Most critically, with the states able to move power out of Washington, the creative vibrancy in Justice Louis Brandeis’ “laboratories of democracy” will compete to solve the “intractable challenges” in America today. After all, it wasn’t Washington that first reformed welfare; it was Wisconsin. It wasn’t Washington that first reformed education; it was Florida. It wasn’t Washington that first reformed health care; it was Massachusetts. Americans rightfully identify that Washington’s power over their lives is too pervasive. A Democracy Corps poll reports that 57% of Americans believe that government makes it harder for them to get ahead and 83% believe that if government has more money it will waste it. If we just get the power out of Washington, which is not possible without giving the states back their check on Washington, then the states will solve our tough issues.

Contrary to Sabato’s view, we don’t need a new constitution. History itself has demonstrated that a constitution can survive well beyond Jefferson’s nineteen-year limit. Just as the Progressives argued for a living constitution that they could interpret “according to the Darwinian principle," those who seek to throw-out the Constitution today believe that the Constitution prevents their kind of “progress” from happening. Good. That is just what the Founding Fathers intended, and Larry Sabato knows it.

Matt A. Mayer, President & CEO of Provisum Strategies LLC and International Studies Adjunct Professor at The Ohio State University, is a Claremont Institute Lincoln Fellow.

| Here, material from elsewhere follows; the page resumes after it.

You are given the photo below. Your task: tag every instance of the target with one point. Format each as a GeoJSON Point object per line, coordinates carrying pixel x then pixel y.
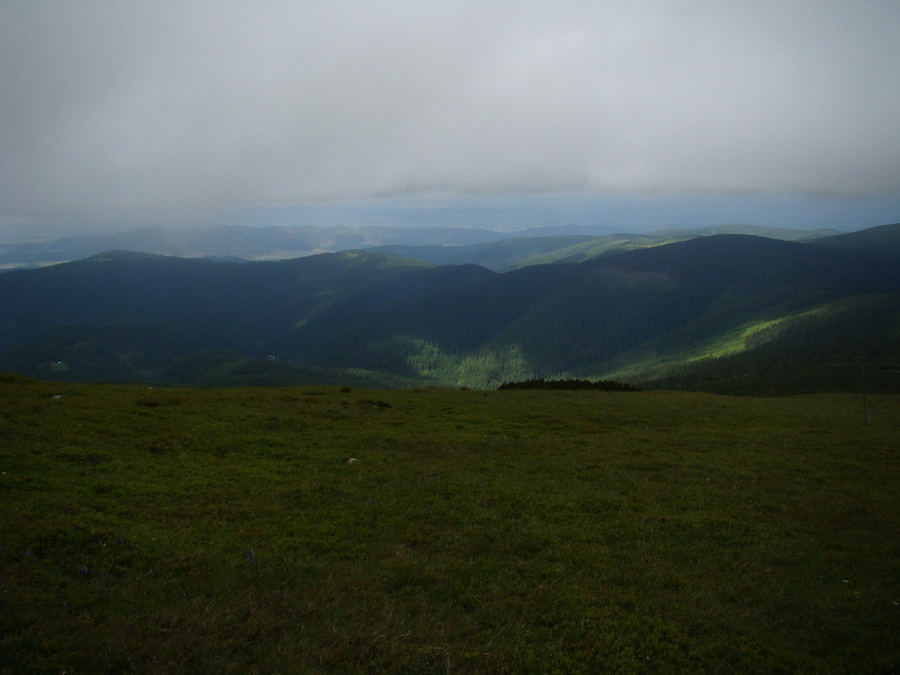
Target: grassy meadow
{"type": "Point", "coordinates": [327, 529]}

Comment: From my perspective the commentaries present the great divide, and this is the single greatest problem we have in our whole ideological debate. We on the right see the U.S. Constitution as a corner stone that should only be modified under serious consideration, while the left seeks to modify as needed at the moment. We see greater diffusion of power, they see greater consolidation. They see more influence given by the population directly; we fear the popular swings in opinion that are driven by emotion rather than cautious reason.

However, there is hope in that Sabato acknowledges the power to make war has steadily grown in the Office of the President. Through the wisdom of the founding fathers, and of late because of Rep. Ron Paul, people are waking up to this growing realization. However Sabaot lacks the consistency of thought that the original U.S. Constitution had, in that diffusion of power was mandated across the board and to the states over the national government, not just to soley to war making.

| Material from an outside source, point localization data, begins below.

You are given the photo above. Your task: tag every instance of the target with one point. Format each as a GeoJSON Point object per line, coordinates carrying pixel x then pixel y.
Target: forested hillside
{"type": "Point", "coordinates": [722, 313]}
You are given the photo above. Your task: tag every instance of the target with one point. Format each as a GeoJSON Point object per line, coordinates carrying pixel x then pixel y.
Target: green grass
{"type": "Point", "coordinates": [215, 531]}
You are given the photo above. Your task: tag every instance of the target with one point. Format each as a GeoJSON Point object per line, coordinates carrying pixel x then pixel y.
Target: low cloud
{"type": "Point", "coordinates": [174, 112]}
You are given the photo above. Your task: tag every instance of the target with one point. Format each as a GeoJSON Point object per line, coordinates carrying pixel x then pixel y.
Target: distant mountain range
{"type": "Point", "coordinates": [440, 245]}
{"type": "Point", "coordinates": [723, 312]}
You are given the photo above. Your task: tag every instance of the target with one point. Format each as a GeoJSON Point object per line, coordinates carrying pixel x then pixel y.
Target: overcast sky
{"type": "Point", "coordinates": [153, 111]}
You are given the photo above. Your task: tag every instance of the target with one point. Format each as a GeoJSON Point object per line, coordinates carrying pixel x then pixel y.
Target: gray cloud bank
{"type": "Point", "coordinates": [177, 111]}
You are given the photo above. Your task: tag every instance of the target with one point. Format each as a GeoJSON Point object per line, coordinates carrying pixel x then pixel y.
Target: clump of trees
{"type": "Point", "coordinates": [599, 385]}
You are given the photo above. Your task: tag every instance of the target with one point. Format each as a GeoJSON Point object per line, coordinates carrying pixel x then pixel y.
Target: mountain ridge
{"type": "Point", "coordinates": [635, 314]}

To anyone that is libertarian and conservative minded, a supporter of the FairTax, desires the repeal of the 16th and 17th Amendments, and those wanting to reduce the size of the federal government must know that the paradigms that separate us and those on the left are great. It is only through earnest debate and a renewed understanding of our history that we will have a chance of illustrating our beliefs. But it has to start in the classrooms and with the young.

Unfortunately, we have almost three generations, not counting the World War II Depression generation that has become entrenched with "socialistic" beliefs and norms. It will only be until these generations are no longer able to vote that we will have solid hope for the restoration of our culture and government. But until then we must educate our young and spread the word through them; they have to be the change agents guided by the rational hand.

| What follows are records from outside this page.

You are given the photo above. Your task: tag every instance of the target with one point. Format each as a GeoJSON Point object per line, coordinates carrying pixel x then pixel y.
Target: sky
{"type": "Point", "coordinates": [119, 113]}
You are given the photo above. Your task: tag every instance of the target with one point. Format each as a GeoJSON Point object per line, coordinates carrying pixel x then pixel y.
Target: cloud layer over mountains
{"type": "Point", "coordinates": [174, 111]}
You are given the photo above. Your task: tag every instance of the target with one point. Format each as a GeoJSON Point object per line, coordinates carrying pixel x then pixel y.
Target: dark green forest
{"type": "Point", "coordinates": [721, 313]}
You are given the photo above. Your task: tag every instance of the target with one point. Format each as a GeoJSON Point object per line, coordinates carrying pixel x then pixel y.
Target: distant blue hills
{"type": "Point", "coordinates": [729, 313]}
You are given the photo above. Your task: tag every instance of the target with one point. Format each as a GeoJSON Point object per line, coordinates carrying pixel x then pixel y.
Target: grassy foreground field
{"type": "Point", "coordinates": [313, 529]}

And one final thought to all my Republican acquaintances; look beyond Ron Paul the man, and look at his message. I know that most of you will agree with 90 percent of his message. Please take that knowledge and apply it to your life and to your supported candidate and ask yourself, “does my life as our government now controls it, comport with Ron Paul and the founders visions; and does my candidate comport with the same.” If it does then you are on track, but if it doesn’t and you believe our present situation in this country certainly doesn’t comport with the founder’s vision, then you should support Ron Paul for President. I think you would be hard pressed to find anyone other than Ron Paul that comports with the founders. Give it some thought.